When describing the Kleene Star, is the following correct:
The Kleene Star applied to a word w allows for the word to be concatenated with itself 0 to n times, with n [element] N.
where N is the set of the natural numbers. Is this fine as is, or would a better way of writing this be to say "[...] itself 0 to infinite times." (though this lacks a closer description of what infinity exactly we're describing)?
On
The Kleene star $\ast$ of a word $w$ is the set \begin{align*} w^{\ast}=\{\varepsilon, w,w^2,w^3,\ldots,w^n,\ldots\} \end{align*} containing zero of more occurrences of the word $w$ by concatenation. Each element of $w^{\ast}$ has finite length.

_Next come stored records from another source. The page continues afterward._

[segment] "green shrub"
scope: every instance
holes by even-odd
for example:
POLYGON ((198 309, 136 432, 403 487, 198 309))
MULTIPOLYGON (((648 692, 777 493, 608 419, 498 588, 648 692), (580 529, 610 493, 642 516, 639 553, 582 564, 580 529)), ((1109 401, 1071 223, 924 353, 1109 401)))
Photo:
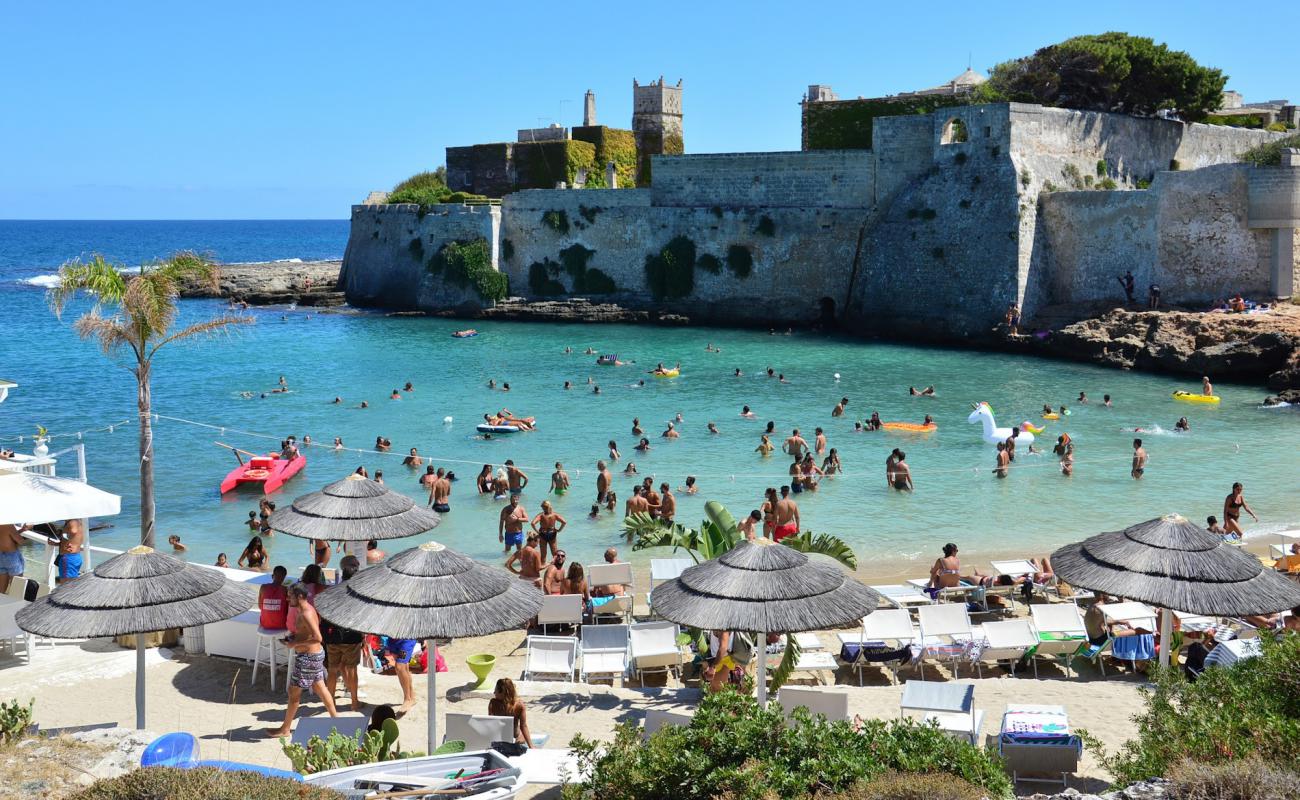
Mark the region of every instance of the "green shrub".
POLYGON ((543 212, 542 224, 560 235, 569 232, 569 215, 560 209, 543 212))
MULTIPOLYGON (((1300 147, 1300 133, 1252 147, 1237 158, 1257 167, 1276 167, 1282 163, 1282 151, 1289 147, 1300 147)), ((1170 169, 1177 167, 1171 166, 1170 169)))
POLYGON ((594 224, 596 222, 596 215, 603 210, 604 209, 600 208, 599 206, 591 207, 591 206, 580 205, 578 206, 578 215, 583 219, 585 219, 588 224, 594 224))
POLYGON ((419 236, 415 237, 406 245, 406 250, 411 254, 411 258, 416 261, 424 260, 424 240, 419 236))
POLYGON ((1300 636, 1263 634, 1260 642, 1258 658, 1207 669, 1195 683, 1158 670, 1151 688, 1141 689, 1137 738, 1102 754, 1116 782, 1164 775, 1184 758, 1300 762, 1300 636))
POLYGON ((718 219, 722 219, 722 206, 713 206, 709 209, 709 213, 718 219))
POLYGON ((1151 181, 1147 180, 1146 178, 1138 178, 1137 188, 1139 188, 1139 189, 1150 189, 1150 188, 1151 188, 1151 181))
POLYGON ((1234 128, 1262 128, 1264 118, 1258 114, 1224 114, 1205 118, 1208 125, 1231 125, 1234 128))
POLYGON ((933 208, 921 209, 921 219, 926 220, 927 222, 937 216, 939 216, 939 212, 935 211, 933 208))
POLYGON ((695 291, 695 242, 677 236, 657 254, 645 257, 646 285, 656 300, 695 291))
POLYGON ((628 722, 612 742, 576 736, 570 746, 590 777, 566 786, 566 800, 826 797, 891 770, 943 772, 994 798, 1011 794, 994 756, 936 727, 870 720, 854 730, 806 710, 787 720, 776 703, 760 709, 729 690, 705 695, 688 725, 662 728, 644 743, 641 729, 628 722))
MULTIPOLYGON (((1044 185, 1043 188, 1046 190, 1046 185, 1044 185)), ((1050 191, 1050 190, 1048 190, 1048 191, 1050 191)), ((958 201, 957 205, 958 205, 959 207, 961 207, 961 208, 970 208, 970 200, 969 200, 969 199, 967 199, 967 200, 960 200, 960 201, 958 201)))
MULTIPOLYGON (((1247 150, 1246 152, 1249 153, 1250 151, 1247 150)), ((1281 156, 1282 156, 1282 154, 1281 154, 1281 153, 1278 153, 1278 158, 1279 158, 1279 159, 1281 158, 1281 156)), ((1250 161, 1250 159, 1246 157, 1246 153, 1242 153, 1242 154, 1241 154, 1241 160, 1242 160, 1242 161, 1250 161)), ((1253 163, 1253 162, 1252 162, 1252 163, 1253 163)), ((1281 163, 1281 161, 1279 160, 1278 163, 1281 163)), ((1179 161, 1179 160, 1176 159, 1176 158, 1171 158, 1171 159, 1169 159, 1169 170, 1170 170, 1171 172, 1177 172, 1178 170, 1180 170, 1180 169, 1182 169, 1182 168, 1183 168, 1183 164, 1182 164, 1181 161, 1179 161)))
POLYGON ((35 698, 28 700, 27 705, 17 699, 0 701, 0 743, 13 744, 27 734, 35 707, 35 698))
POLYGON ((501 240, 501 257, 506 261, 515 257, 515 243, 509 239, 501 240))
POLYGON ((1030 180, 1031 180, 1031 179, 1030 179, 1030 177, 1029 177, 1029 170, 1027 170, 1027 169, 1022 169, 1022 170, 1020 171, 1020 185, 1023 186, 1023 187, 1025 187, 1026 189, 1028 189, 1028 188, 1029 188, 1030 180))
POLYGON ((342 800, 343 795, 284 778, 211 767, 148 767, 96 781, 69 800, 342 800))
POLYGON ((388 193, 389 203, 418 203, 431 206, 446 202, 451 194, 444 180, 445 170, 435 172, 417 172, 393 187, 388 193))
POLYGON ((589 269, 582 276, 582 291, 587 294, 613 294, 618 291, 614 279, 598 269, 589 269))
POLYGON ((764 236, 775 236, 776 223, 772 221, 771 217, 764 214, 759 218, 758 225, 754 226, 754 233, 760 233, 764 236))
POLYGON ((1102 178, 1101 180, 1097 181, 1097 188, 1104 189, 1108 192, 1113 192, 1115 191, 1115 189, 1119 188, 1119 184, 1115 183, 1114 178, 1102 178))
POLYGON ((1264 126, 1264 130, 1281 133, 1282 131, 1291 130, 1291 128, 1285 122, 1270 122, 1264 126))
POLYGON ((1106 159, 1104 158, 1097 159, 1097 177, 1104 178, 1106 177, 1109 171, 1110 168, 1106 166, 1106 159))
POLYGON ((965 153, 965 152, 961 152, 961 153, 958 153, 957 155, 953 156, 953 157, 952 157, 952 160, 953 160, 954 162, 956 162, 958 166, 961 166, 962 164, 965 164, 965 163, 966 163, 966 159, 967 159, 967 158, 968 158, 968 156, 966 155, 966 153, 965 153))
POLYGON ((426 268, 457 286, 472 286, 484 300, 504 300, 510 293, 505 274, 492 268, 492 251, 486 239, 447 242, 429 259, 426 268))
POLYGON ((1072 189, 1078 190, 1083 188, 1083 173, 1073 164, 1066 164, 1061 167, 1061 175, 1070 182, 1072 189))
POLYGON ((737 278, 748 278, 754 269, 754 254, 743 244, 727 248, 727 269, 737 278))
POLYGON ((984 800, 983 789, 946 772, 886 772, 819 800, 984 800))
POLYGON ((1300 772, 1258 758, 1219 764, 1180 761, 1167 777, 1168 800, 1287 800, 1300 794, 1300 772))
POLYGON ((936 260, 936 261, 942 261, 943 258, 944 258, 943 248, 942 248, 942 247, 936 247, 936 248, 932 249, 932 250, 930 251, 930 255, 934 258, 934 260, 936 260))
POLYGON ((945 106, 969 104, 969 98, 964 96, 943 95, 805 103, 803 127, 809 150, 870 150, 872 125, 877 117, 929 114, 945 106))
POLYGON ((528 289, 538 297, 555 297, 564 294, 564 284, 555 280, 560 265, 545 259, 528 265, 528 289))
POLYGON ((700 256, 699 260, 695 263, 699 265, 700 269, 706 272, 711 272, 714 275, 722 272, 722 259, 712 253, 705 253, 700 256))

See also the corresponding Wiki-entry Kleene star.
No, it would not be a good idea to say "[...] with itself $0$ to infinite times." The reason is that there is already a well-defined notion of infinite word${}^{(1)}$. An infinite word on an alphabet $A$ is an infinite sequence $$ u = a_0a_1 \dotsm a_n \dotsm $$ of elements of A. We can therefore see an infinite word as a sequence indexed by the natural numbers. Now, if $w=a_1 \dotsm a_n$ be a nonempty word, the infinite word $w^\omega$ is the word $$ a_1 \dotsm a_na_1 \dotsm a_na_1 \dotsm a_n \dotsm a_1 \dotsm a_n \dotsm $$ The set of all infinite words over $A$${}^{(2)}$ is denoted $A^\omega$. The set of all finite and infinite words over $A$ is sometimes written $A^\infty$. Thus allowing the word $w$ to be "concatenated with itself $0$ to infinite times" would rather define the set $w^\infty = w^* \cup \{w^\omega\}$.
Note that one can also define words indexed by ordinals or even by linear orders, and these definitions cover your wish to have a precise description of the term infinity.
$\scriptsize (1)\ \text{This French Wikipedia entry is still waiting for an English translation, sorry...}$$\scriptsize (2)\ \text{But this page is in English.}$